第355話 死屍累望

体を震わせてむせび泣くアマリリスに、マフタルは足音を潜めて近づき、肩にそっと手を掛けた。


『なにょっ、、』


大声を上げかけたアマリリスの口に慌てて手のひらをあてがい、人差し指を唇に立てる動作で静粛を求める。

苛立ちと怪訝の眼で睨み返してくるアマリリスに、マフタルは無言で前方の盆地を指し示した。

その先を追って、アマリリスははっと息を呑んだ。


平地の中に差し込む周囲の山の尾根、平地を海だとすれば岬にあたる場所のひとつに、ケシ粒のような黒い点々が群れていた。


相当の距離があって、細かな姿形はわからず、地面にこぼれたパンくずに群がる黒蟻のようにうごめいて見えるだけだが、

この距離から肉眼で見分けられるということは、人間くらいの大きさはあるはずだ。


やがて眼が慣れてきて、その黒い点々が、同じくらいの大きさの白い粒を次々に運んできては、尾根の崖から下に投げ落とす動作を繰り返していることが分かった。

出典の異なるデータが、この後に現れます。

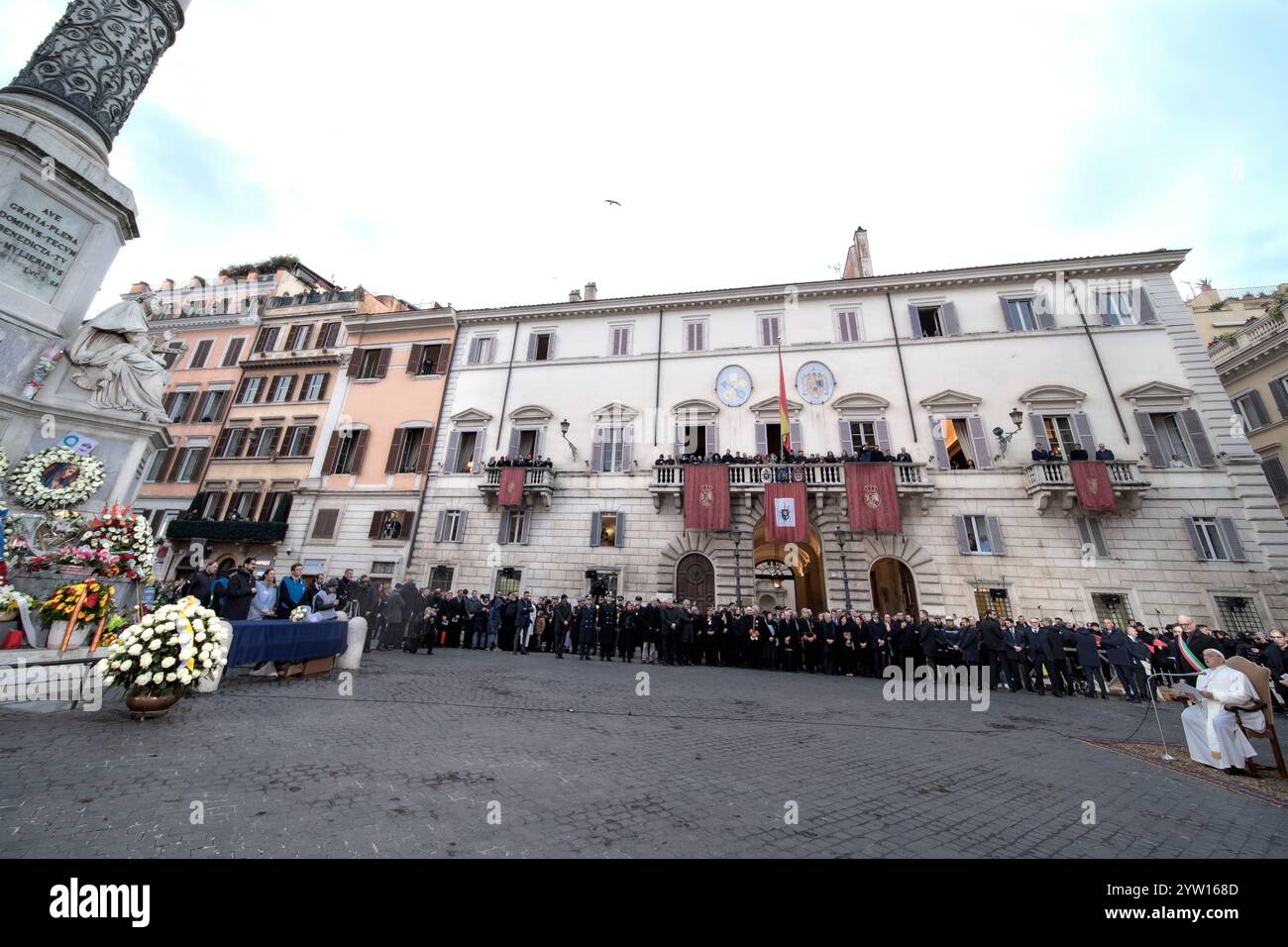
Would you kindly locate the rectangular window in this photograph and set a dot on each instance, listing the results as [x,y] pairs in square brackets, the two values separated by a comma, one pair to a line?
[189,464]
[211,407]
[250,388]
[1167,428]
[1237,615]
[299,338]
[621,341]
[541,347]
[1112,605]
[200,355]
[771,330]
[314,385]
[507,581]
[696,335]
[281,388]
[1210,541]
[407,457]
[1020,316]
[848,325]
[232,355]
[1252,411]
[323,527]
[441,578]
[180,402]
[978,535]
[297,441]
[265,442]
[482,350]
[988,599]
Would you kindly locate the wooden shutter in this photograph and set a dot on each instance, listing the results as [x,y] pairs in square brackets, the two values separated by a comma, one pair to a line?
[454,447]
[1194,431]
[596,450]
[394,450]
[883,429]
[979,442]
[1037,424]
[995,535]
[1082,431]
[1149,440]
[1009,313]
[333,449]
[1192,530]
[948,312]
[1147,316]
[1231,538]
[936,429]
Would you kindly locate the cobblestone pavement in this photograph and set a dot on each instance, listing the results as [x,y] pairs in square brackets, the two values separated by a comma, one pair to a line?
[576,763]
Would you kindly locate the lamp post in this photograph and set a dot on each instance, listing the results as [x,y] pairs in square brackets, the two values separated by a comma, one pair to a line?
[737,566]
[845,570]
[563,429]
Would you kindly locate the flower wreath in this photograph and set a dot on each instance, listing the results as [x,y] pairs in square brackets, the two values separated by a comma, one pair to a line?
[27,488]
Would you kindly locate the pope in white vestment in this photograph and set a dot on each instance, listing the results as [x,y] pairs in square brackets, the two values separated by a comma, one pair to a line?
[1211,731]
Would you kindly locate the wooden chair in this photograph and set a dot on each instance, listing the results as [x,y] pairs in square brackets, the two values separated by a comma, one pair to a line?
[1260,678]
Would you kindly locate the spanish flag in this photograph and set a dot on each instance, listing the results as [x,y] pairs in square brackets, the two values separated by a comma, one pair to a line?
[784,423]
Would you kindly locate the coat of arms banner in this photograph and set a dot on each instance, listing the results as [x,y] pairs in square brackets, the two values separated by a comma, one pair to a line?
[871,495]
[706,496]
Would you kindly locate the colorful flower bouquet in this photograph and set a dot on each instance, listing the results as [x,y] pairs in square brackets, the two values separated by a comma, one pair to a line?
[167,652]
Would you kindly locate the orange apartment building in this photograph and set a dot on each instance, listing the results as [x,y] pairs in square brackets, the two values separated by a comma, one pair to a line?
[359,506]
[279,408]
[215,322]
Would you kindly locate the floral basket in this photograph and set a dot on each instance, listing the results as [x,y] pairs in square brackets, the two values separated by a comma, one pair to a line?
[167,652]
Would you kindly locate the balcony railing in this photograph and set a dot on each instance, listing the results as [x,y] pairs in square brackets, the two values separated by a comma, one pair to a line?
[537,482]
[909,478]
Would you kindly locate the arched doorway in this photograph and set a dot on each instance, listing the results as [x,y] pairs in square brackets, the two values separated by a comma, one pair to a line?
[893,586]
[805,564]
[696,579]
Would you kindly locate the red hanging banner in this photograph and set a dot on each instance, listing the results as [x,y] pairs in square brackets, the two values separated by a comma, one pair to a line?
[1091,479]
[706,496]
[872,497]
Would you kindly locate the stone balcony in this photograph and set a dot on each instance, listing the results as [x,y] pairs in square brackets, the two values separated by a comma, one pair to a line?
[750,479]
[539,484]
[1054,480]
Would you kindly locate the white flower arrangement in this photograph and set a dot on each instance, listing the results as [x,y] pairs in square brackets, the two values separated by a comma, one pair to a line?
[27,479]
[168,651]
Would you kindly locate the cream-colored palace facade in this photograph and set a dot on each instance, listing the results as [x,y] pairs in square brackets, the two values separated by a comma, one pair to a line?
[1083,351]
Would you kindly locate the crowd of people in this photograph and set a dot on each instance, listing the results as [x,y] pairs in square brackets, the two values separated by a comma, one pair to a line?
[1052,655]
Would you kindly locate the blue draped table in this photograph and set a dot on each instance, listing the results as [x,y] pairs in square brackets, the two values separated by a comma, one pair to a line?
[286,641]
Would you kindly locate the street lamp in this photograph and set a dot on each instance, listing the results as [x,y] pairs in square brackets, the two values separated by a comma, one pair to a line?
[737,566]
[1005,438]
[563,429]
[845,571]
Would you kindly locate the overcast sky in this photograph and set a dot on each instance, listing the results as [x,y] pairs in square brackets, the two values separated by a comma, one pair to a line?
[463,153]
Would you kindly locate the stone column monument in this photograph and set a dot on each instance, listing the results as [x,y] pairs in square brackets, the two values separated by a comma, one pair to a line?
[63,218]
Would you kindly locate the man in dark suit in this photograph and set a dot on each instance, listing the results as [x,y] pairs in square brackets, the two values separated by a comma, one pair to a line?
[1089,657]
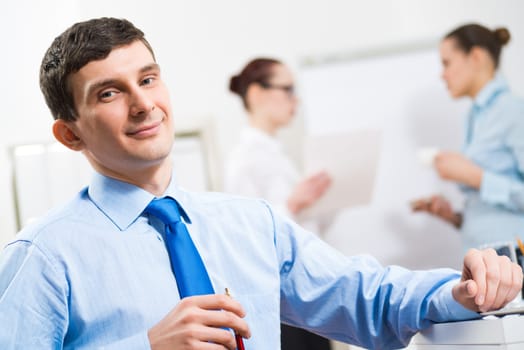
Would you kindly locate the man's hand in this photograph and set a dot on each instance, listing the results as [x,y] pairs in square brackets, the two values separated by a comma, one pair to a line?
[198,323]
[488,282]
[455,167]
[308,191]
[438,206]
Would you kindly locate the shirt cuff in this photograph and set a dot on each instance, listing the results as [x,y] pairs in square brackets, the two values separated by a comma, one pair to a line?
[450,309]
[494,188]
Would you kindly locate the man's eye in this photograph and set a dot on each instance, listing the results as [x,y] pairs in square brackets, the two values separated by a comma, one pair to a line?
[107,94]
[147,81]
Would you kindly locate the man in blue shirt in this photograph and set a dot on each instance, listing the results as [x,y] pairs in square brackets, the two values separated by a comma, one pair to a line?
[96,274]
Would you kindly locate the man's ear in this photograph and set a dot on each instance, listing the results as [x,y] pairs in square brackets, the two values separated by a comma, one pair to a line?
[64,133]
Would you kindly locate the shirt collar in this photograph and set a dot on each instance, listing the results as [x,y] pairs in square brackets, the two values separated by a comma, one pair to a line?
[123,202]
[492,89]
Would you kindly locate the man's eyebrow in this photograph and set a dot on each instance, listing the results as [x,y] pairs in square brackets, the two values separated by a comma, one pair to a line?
[149,67]
[106,82]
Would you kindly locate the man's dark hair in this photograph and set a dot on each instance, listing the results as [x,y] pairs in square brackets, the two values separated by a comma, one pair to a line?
[80,44]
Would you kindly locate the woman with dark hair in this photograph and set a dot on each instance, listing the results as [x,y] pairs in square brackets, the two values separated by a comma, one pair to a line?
[490,169]
[258,166]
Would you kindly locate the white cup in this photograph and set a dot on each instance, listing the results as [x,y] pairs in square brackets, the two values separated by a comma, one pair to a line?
[426,155]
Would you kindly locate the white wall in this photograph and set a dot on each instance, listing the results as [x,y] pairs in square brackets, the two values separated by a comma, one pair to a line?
[201,43]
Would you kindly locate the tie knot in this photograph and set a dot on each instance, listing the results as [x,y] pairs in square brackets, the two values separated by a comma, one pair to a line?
[165,209]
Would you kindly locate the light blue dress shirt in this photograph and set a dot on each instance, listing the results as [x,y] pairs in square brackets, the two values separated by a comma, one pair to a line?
[494,140]
[95,274]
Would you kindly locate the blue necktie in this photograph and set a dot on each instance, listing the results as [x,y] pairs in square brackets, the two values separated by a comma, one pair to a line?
[186,263]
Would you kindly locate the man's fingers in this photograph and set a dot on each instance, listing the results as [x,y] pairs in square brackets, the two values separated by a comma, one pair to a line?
[215,302]
[505,284]
[475,268]
[493,278]
[517,279]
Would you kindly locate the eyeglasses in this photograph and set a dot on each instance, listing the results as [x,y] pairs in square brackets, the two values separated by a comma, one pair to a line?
[288,89]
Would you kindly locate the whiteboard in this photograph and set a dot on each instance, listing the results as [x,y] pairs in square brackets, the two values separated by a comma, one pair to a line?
[49,174]
[400,94]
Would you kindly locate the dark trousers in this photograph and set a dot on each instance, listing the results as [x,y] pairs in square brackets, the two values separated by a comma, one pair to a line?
[299,339]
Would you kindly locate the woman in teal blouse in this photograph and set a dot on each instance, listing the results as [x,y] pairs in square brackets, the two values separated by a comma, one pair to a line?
[490,169]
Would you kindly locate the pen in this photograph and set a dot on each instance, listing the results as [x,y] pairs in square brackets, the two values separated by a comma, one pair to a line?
[238,338]
[521,246]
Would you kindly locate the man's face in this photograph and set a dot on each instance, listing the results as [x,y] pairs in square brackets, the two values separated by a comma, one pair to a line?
[124,115]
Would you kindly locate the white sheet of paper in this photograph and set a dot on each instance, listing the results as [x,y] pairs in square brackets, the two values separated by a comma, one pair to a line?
[351,159]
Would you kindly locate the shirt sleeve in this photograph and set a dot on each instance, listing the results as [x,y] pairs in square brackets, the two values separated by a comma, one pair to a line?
[33,302]
[500,189]
[355,299]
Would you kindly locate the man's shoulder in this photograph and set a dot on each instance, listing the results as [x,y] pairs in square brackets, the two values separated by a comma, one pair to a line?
[58,220]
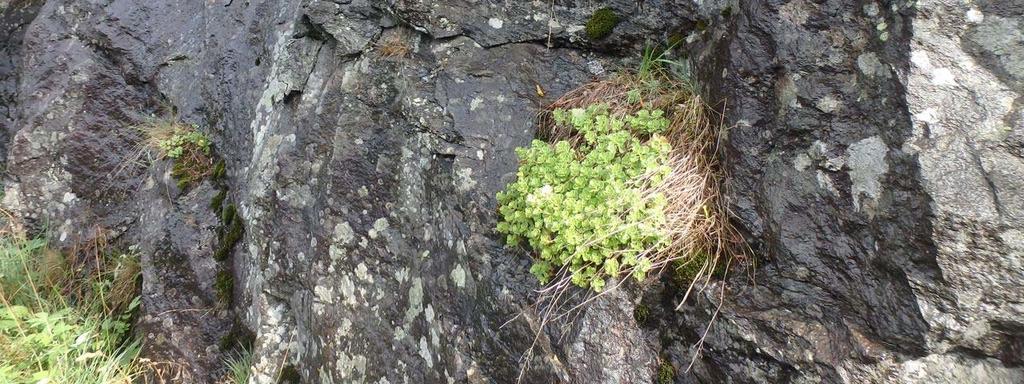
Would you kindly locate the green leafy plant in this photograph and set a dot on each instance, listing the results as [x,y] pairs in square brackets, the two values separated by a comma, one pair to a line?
[184,141]
[190,150]
[583,206]
[56,327]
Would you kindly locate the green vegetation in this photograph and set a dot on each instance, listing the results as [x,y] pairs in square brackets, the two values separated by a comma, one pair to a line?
[229,233]
[184,141]
[666,373]
[601,24]
[60,326]
[190,150]
[623,181]
[217,203]
[224,286]
[583,205]
[239,367]
[641,313]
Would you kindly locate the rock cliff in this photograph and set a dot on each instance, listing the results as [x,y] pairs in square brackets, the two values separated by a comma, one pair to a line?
[876,165]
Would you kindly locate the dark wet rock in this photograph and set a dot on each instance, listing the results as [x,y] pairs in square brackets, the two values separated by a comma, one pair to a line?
[185,325]
[14,17]
[868,163]
[875,167]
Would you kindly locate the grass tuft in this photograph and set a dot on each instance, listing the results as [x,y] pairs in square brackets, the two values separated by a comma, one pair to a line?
[65,323]
[189,148]
[394,46]
[239,367]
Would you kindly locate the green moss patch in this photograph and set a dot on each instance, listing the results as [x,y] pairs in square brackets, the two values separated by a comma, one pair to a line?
[601,24]
[584,206]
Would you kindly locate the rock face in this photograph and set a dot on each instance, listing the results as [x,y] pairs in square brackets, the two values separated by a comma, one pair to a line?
[876,166]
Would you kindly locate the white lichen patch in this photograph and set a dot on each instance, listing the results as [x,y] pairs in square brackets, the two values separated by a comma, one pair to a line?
[869,65]
[425,352]
[361,272]
[867,164]
[459,276]
[415,300]
[464,179]
[380,225]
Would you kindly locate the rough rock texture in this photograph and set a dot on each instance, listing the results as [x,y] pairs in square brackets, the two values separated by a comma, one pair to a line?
[876,166]
[876,162]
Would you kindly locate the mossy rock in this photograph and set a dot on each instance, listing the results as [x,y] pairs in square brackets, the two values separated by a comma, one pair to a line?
[666,373]
[601,24]
[224,286]
[217,203]
[641,313]
[229,238]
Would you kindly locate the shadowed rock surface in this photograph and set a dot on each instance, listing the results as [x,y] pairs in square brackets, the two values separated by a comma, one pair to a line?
[875,165]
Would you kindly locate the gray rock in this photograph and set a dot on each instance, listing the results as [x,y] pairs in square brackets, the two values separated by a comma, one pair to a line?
[875,166]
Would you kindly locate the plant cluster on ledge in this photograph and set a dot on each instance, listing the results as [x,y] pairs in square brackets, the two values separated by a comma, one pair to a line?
[624,182]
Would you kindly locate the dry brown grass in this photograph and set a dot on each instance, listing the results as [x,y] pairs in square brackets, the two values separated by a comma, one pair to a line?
[697,225]
[701,241]
[192,166]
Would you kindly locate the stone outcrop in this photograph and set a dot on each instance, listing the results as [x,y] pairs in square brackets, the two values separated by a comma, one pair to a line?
[875,166]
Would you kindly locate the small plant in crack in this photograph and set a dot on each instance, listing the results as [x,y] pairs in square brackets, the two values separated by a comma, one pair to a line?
[190,150]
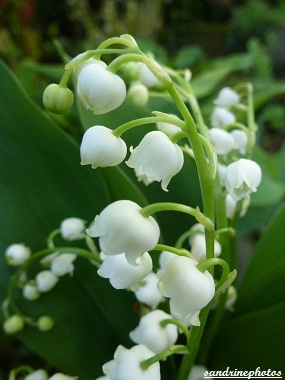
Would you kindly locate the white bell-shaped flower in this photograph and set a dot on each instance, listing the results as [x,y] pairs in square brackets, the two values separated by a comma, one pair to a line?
[121,228]
[231,206]
[126,364]
[152,334]
[242,178]
[221,117]
[148,293]
[63,264]
[17,254]
[189,289]
[167,128]
[198,247]
[98,89]
[122,274]
[222,140]
[46,280]
[158,157]
[240,140]
[100,148]
[227,97]
[30,291]
[164,258]
[72,229]
[39,374]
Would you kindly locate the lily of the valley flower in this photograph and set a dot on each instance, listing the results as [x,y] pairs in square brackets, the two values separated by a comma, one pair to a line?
[121,228]
[122,274]
[72,228]
[17,254]
[221,117]
[242,178]
[148,293]
[158,158]
[100,148]
[227,98]
[126,364]
[153,334]
[189,289]
[240,140]
[100,90]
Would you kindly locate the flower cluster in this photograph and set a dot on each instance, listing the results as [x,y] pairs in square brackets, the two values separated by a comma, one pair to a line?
[126,234]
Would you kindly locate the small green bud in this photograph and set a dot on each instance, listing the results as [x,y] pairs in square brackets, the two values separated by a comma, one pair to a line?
[13,324]
[58,99]
[45,323]
[138,94]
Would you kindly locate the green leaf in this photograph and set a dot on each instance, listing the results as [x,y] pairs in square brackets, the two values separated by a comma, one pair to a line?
[42,183]
[205,83]
[254,334]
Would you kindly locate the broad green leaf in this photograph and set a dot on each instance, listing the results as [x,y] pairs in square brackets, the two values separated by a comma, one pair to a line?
[41,183]
[205,83]
[254,334]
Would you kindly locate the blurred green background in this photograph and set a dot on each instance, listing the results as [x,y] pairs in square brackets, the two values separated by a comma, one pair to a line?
[223,42]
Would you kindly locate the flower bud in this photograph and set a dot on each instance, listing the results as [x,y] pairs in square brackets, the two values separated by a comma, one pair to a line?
[138,94]
[58,99]
[17,254]
[46,280]
[151,333]
[98,89]
[13,324]
[45,323]
[31,292]
[101,148]
[72,229]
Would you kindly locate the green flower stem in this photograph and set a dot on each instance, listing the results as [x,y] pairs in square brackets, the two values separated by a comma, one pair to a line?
[96,54]
[65,78]
[124,39]
[205,265]
[176,349]
[50,239]
[193,344]
[145,120]
[175,322]
[35,258]
[168,248]
[169,206]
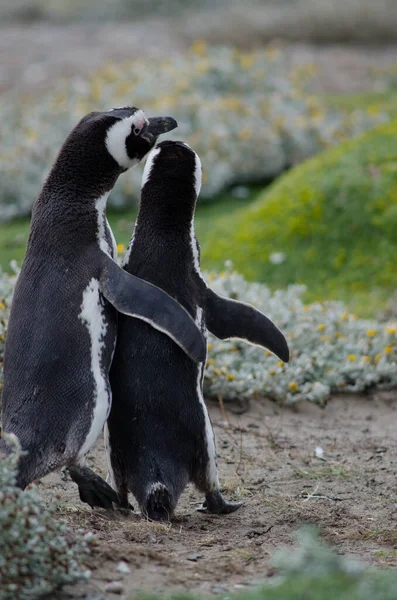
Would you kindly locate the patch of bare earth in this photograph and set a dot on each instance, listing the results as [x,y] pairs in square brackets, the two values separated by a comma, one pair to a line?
[267,457]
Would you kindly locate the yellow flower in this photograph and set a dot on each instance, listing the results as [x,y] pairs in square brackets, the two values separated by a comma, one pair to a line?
[203,67]
[199,47]
[247,61]
[271,52]
[372,110]
[245,134]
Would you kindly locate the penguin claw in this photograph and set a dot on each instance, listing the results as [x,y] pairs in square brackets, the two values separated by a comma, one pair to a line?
[93,490]
[217,505]
[225,509]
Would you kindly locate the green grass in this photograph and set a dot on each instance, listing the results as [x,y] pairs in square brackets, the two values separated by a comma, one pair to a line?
[371,102]
[335,219]
[337,259]
[14,235]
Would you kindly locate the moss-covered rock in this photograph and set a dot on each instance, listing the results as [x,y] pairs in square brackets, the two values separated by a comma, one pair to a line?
[330,223]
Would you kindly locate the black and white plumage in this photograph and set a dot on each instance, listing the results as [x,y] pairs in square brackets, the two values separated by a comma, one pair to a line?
[159,434]
[63,323]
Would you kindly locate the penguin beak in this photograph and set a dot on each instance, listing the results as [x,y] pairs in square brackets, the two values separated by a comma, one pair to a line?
[159,125]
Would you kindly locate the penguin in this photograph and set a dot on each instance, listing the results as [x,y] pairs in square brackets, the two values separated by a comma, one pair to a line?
[63,322]
[159,435]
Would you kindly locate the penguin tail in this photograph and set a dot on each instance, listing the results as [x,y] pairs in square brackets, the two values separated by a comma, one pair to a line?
[159,504]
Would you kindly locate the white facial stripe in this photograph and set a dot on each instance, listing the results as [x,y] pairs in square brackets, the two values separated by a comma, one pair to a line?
[149,165]
[117,135]
[212,470]
[108,450]
[93,318]
[198,174]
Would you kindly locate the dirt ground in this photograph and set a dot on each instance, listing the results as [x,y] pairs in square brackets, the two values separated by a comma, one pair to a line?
[267,458]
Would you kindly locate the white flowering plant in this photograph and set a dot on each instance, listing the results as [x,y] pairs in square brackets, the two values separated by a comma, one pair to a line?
[38,554]
[248,115]
[331,350]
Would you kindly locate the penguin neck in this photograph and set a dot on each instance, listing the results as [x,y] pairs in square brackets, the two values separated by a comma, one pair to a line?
[73,180]
[166,212]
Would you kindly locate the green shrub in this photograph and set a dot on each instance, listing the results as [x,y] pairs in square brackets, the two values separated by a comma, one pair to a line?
[246,114]
[330,223]
[38,555]
[332,350]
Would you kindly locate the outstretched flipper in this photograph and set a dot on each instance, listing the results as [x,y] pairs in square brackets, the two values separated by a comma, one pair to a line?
[92,488]
[227,318]
[217,505]
[138,298]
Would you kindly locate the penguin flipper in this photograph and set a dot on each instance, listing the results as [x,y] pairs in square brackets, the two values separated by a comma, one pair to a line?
[227,318]
[138,298]
[92,488]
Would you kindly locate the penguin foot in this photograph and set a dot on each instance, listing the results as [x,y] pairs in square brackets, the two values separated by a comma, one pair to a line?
[216,504]
[158,504]
[93,489]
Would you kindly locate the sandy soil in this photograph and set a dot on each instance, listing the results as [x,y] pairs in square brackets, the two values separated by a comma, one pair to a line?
[267,459]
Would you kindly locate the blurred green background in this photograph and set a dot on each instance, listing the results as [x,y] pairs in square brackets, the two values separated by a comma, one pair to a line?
[269,93]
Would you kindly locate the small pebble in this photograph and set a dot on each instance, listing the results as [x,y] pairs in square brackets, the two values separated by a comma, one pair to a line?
[122,567]
[115,587]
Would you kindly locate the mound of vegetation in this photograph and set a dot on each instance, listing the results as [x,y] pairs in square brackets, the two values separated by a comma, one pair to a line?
[331,350]
[218,96]
[38,554]
[330,223]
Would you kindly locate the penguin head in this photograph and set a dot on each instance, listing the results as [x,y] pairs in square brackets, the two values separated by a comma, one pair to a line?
[173,166]
[126,134]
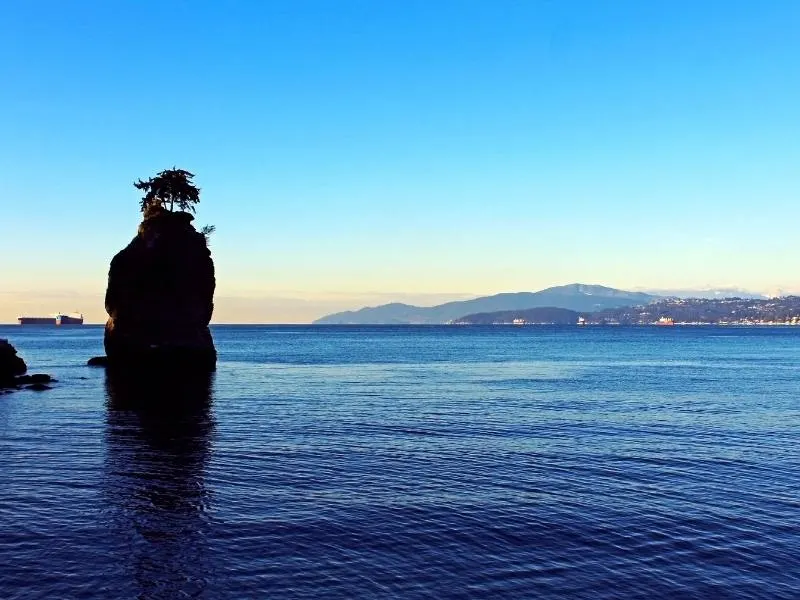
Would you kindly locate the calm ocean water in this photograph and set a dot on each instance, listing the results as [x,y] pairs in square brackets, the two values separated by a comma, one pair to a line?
[412,462]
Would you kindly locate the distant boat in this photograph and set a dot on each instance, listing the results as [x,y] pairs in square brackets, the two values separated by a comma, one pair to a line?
[59,319]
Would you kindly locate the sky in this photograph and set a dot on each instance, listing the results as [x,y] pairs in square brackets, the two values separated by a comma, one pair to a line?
[354,153]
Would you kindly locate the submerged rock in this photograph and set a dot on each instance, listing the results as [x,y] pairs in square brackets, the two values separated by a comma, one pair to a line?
[160,298]
[11,365]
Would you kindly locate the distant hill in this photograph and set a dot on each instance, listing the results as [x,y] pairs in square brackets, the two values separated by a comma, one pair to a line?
[577,296]
[546,315]
[710,293]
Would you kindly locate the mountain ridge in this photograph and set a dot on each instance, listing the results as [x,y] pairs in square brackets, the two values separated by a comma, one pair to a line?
[576,296]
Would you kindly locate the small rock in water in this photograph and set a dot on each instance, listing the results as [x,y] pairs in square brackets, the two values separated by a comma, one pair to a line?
[38,387]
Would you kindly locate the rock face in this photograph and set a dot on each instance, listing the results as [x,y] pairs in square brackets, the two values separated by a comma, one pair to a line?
[11,365]
[160,297]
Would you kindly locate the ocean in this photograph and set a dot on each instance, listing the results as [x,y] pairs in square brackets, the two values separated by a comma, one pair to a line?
[411,462]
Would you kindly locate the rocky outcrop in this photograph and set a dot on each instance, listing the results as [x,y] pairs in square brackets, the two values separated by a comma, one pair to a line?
[13,369]
[11,365]
[160,297]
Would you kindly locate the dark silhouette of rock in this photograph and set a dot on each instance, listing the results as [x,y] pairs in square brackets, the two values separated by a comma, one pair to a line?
[13,369]
[160,297]
[38,387]
[34,378]
[11,365]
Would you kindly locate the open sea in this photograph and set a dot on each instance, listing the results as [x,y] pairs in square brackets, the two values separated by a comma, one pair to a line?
[411,462]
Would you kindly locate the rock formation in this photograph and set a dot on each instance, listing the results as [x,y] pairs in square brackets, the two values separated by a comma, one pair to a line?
[13,369]
[160,297]
[11,365]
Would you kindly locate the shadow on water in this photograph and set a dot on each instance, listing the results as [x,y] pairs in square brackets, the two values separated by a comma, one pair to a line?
[158,444]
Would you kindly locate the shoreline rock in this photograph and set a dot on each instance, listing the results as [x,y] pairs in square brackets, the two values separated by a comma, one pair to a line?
[160,298]
[13,371]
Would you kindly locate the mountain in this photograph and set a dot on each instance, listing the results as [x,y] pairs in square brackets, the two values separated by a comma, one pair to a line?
[577,296]
[546,315]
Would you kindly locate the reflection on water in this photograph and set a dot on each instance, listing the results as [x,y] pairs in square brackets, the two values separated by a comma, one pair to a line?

そして多数の小さな黒い点々に混じって、目について大きな、といってもやはり黒いケシ粒にしか見えないのだが、

他のものが小さなヒメアリだとすれば、そこに種族の違うより大型の蟻が迷い込んだような異様さで動き回っているのも気になる。


何が行われているかは想像するしかないのだが、不吉な眺めだった。



”行こう”


マフタルに促され、アマリリスはゆっくりと後ずさった。

操縦者を待っていた古代サイが再始動し、その巨体の割にはほとんど足音も立てずに方向転換して歩き去っていった。


彼らは気づかなかったし、目に止めたとしても気にしなかったに違いない。

太古の火道が残った岩塔の一つに、大きなワタリガラスが一羽、瞬きもしない漆黒の眸で、赤銅の巨獣と、小さな獣衣の連れ合いを見送っていた。


やがて、彼らの姿が見えなくなると、黒鴉は天を覆うようにその翼を広げ、平原の方へと飛び去っていった。